Support for multiple keys within 'accessKey' option
asilvas opened this issue · comments
This feature is a replacement for existing "accessKey" option (though "accessKey" will automatically be converted for backward compatibility). This feature allows:
- Multiple keys to enabled
- Optionally keys to be restricted to certain commands (you may want to leverage local-specific keys for high-risk commands and shared keys for publically accessible remote commands).
fyi @azweb76
Example usages:
Same as using accessKey today:
accessKey: "myLocalKey"
Expose a shared key for select commands:
accessKey: "myLocalKey;mySharedKey[health,info]"
Expose a key with black-listed commands:
accessKey: "mySharedKey[health:disabled,info:disabled]"
Expose a shared key and override default access to ensure remote accessibility:
accessKey: "myLocalKey;mySharedKey[health:remote,info:remote,restart:remote]" } }
@asilvas @azweb76 I'm a bit on the fence in regards to keys. They sound good in theory, but the assumption is that a brute force attack would never happen. I could easily break any key needed by cluster-service in a matter of seconds. This is another example IMO where we're adding way too many features to a codebase that needs more clarity and simplicity.
Remote access really isn't attractive to me.
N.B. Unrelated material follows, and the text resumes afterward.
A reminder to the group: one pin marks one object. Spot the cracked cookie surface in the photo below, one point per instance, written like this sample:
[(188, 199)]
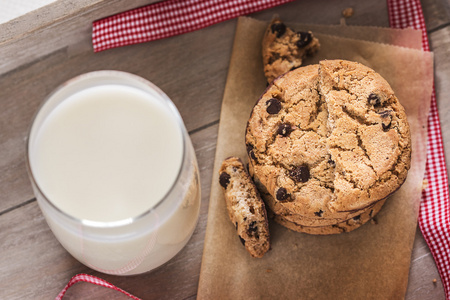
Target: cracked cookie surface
[(327, 141), (284, 49)]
If I need statistics, then I can author a server that only exposes the commands I need to obtain them. Otherwise, local access is fine.
I'll say one last thing about keys, they would have a benefit in preventing accidents, like unwanted shutdown. They most certainly do not add security without handling brute force attacks.
It's no different than hitting any other API with a private key. It isn't intended to be a high-security feature, which is why commands are restricted based on their risk (in proc, local, or remote). Currently the most common "remote" use case is simply a "health" check.
There's plenty of room for improvements, no doubt.
Code checked in, but undocumented feature until it gets some usage.